Ross isn’t sheepish about promoting local lamb

Ross Horrocks has devised a variety of recipes using lamb to support the campaign

Ross Horrocks has devised a variety of recipes using lamb to support the campaign

A Jedburgh restaurant has teamed up with NFU Scotland, Quality Meat Scotland and the National Sheep Association to promote Scottish lamb.

The three-month long ‘Wham Bam Thank You Lamb’ campaign is aimed at encouraging consumers to understand the versatility, simplicity and speed of cooking with lamb.

Supporting the campaign is Ross Horrocks, the owner and chef of The Caddy Mann Restaurant at Mounthooly, between Jedburgh and Crailing

Ross has devised some imaginative dishes using a variety of different cuts of lamb and is running a ‘Love Lamb’ menu until September 6.

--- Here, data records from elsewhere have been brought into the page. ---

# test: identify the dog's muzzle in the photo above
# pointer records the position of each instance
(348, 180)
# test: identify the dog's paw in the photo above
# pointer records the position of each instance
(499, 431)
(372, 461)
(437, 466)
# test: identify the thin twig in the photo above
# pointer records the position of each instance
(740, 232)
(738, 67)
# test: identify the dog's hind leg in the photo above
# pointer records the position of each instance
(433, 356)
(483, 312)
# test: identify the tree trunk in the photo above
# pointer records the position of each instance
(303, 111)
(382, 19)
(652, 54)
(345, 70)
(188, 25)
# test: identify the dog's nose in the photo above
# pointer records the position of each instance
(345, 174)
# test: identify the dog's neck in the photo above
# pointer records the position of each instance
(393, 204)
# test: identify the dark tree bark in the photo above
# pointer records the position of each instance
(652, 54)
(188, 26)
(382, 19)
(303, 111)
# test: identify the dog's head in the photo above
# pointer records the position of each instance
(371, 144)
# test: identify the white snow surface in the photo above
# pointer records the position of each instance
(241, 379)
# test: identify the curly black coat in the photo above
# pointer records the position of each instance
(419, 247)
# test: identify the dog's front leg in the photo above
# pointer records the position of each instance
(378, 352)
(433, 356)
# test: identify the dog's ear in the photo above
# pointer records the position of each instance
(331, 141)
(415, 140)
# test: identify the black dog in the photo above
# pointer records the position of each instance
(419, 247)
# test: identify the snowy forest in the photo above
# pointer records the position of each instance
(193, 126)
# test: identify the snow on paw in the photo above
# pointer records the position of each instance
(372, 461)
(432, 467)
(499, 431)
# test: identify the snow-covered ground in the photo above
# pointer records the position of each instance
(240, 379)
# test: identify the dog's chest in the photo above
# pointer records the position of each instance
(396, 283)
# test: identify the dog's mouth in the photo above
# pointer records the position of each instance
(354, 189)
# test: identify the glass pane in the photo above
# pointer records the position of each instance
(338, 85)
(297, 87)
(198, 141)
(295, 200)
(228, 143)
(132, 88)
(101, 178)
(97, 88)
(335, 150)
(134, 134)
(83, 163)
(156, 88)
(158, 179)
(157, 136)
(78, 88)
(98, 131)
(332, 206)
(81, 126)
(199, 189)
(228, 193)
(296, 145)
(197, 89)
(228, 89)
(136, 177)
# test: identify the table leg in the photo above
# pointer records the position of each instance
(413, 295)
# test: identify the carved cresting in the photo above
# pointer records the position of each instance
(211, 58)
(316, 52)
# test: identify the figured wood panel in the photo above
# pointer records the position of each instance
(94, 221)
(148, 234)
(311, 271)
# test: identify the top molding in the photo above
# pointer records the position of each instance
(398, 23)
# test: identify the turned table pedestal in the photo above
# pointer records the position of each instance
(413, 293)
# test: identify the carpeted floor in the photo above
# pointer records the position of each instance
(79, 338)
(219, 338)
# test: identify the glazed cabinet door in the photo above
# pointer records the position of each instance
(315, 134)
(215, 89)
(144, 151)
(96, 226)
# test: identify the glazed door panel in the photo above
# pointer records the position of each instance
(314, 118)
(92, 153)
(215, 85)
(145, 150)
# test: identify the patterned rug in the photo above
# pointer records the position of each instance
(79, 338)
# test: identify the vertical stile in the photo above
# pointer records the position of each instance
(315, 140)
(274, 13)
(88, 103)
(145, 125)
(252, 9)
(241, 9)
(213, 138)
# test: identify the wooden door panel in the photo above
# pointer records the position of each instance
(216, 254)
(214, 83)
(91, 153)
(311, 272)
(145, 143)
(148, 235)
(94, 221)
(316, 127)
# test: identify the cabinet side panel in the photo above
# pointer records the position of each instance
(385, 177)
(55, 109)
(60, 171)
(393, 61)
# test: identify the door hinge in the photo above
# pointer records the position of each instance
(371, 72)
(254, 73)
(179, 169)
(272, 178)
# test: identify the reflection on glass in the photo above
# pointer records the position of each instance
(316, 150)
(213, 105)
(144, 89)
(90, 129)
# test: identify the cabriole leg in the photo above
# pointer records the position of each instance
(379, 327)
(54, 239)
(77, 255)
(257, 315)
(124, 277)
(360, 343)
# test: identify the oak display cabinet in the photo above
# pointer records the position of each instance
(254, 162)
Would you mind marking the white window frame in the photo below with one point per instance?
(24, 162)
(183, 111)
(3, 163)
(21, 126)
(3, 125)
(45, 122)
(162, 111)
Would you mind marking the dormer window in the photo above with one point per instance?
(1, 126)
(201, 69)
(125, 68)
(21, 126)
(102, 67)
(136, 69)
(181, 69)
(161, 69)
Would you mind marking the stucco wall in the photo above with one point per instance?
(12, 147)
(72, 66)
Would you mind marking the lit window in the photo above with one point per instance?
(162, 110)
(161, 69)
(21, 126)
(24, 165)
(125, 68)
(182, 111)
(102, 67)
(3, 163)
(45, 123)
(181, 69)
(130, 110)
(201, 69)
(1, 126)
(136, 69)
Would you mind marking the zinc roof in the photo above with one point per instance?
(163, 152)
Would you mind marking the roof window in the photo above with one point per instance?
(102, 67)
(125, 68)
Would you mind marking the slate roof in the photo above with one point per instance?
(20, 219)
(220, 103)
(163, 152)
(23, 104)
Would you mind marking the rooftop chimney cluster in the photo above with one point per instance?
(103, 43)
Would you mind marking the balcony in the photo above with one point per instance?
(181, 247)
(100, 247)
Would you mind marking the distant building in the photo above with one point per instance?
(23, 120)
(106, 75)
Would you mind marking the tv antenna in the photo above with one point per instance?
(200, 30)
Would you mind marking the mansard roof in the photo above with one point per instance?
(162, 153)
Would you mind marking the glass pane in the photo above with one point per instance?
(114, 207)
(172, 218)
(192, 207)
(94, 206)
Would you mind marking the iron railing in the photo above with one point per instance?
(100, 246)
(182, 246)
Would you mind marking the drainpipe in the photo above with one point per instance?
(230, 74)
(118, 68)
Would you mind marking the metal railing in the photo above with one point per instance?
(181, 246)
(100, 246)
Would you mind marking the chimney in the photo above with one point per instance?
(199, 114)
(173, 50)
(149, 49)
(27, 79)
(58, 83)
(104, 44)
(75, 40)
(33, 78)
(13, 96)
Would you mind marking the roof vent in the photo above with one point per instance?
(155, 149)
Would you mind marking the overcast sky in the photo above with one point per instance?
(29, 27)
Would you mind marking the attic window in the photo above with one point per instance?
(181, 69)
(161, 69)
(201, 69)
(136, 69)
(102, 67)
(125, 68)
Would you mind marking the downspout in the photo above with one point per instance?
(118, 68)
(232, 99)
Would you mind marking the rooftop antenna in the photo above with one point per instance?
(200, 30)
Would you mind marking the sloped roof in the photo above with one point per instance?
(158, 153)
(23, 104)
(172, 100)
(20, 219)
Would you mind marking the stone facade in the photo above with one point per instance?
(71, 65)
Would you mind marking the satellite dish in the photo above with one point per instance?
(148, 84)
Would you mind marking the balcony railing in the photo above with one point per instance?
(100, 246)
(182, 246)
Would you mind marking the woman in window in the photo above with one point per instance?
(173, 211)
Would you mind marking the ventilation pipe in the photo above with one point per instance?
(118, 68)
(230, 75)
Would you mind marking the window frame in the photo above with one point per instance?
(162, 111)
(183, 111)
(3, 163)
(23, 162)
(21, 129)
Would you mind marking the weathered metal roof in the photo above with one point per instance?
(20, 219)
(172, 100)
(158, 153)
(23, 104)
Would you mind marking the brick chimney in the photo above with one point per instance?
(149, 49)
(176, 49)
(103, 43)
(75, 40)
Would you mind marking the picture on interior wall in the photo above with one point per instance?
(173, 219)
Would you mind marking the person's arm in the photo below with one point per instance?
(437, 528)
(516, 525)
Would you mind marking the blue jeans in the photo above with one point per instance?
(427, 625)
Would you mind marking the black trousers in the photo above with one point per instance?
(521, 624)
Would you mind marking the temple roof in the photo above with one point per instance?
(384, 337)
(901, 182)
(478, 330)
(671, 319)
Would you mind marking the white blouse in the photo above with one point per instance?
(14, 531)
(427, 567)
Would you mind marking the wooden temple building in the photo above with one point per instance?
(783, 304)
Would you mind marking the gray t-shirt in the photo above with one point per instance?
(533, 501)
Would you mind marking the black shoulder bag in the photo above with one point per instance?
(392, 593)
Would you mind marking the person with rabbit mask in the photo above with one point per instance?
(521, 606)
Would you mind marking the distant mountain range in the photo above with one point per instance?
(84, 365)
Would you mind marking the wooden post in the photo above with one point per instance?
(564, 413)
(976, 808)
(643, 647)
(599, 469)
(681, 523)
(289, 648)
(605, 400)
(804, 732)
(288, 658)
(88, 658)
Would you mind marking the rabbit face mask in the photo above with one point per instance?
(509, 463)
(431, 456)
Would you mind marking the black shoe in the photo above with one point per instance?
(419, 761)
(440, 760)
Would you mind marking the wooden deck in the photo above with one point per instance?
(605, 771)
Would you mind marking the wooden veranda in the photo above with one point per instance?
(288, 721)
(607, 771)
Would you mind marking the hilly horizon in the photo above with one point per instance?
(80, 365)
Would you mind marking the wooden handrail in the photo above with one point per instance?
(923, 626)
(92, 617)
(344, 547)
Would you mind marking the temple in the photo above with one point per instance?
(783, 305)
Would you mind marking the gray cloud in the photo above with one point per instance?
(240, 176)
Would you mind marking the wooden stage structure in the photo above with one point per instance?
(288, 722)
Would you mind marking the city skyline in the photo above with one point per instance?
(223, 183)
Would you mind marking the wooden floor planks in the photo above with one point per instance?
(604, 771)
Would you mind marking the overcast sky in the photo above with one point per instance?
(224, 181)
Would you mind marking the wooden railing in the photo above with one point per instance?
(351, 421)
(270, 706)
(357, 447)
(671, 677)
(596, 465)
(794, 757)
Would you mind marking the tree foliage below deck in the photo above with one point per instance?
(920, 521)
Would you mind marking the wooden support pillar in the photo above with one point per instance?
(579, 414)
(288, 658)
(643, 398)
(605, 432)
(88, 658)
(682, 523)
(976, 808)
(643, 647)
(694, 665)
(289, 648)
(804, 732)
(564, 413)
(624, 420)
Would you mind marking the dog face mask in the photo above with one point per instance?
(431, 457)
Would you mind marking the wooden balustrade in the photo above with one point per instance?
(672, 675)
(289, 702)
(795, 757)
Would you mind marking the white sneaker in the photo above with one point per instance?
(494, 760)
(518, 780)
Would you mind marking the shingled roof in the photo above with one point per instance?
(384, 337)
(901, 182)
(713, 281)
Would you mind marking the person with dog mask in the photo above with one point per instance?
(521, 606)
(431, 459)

He said: “My aim is to show people that Scottish lamb can be both easy, economical and very versatile.

“The Scots eat much less lamb per capita than anywhere else in the UK so we are encouraging them to make Scotch Lamb a regular purchase by tempting them with different dishes that can easily be cooked at home.”

Some of the dishes on his menu will include pulled lamb flank in plum and ginger sauce with spring onion, cucumber and fried Chinese pancakes, lamb heart shepherds pie, and sticky shoulder ribs with honey and mint glaze - and that is just for starters.

Moroccan spiced lamb neck fillet tagine and slow baked rolled shoulder with crab apple and mint gravy, will feature as main courses.

All of the food on the menu is sourced locally and Ross is well known in the area for dealing direct with local farms, butchers and game estates.

The campaign will feature billboard, press and radio advertising as well as online and in-store activity.

Suzie Carlaw, marketing controller at Quality Meat Scotland, said the vision is for Scots of all ages having Scotch lamb in their “every-day meal repertoire”.

Sybil McPherson, chair of the National Sheep Association Scotland, said: “The NSA are proud to part of this opportunity to promote Scotch lamb and to emphasise the importance to the environment and the rural economy of the production of sheep in the hills.”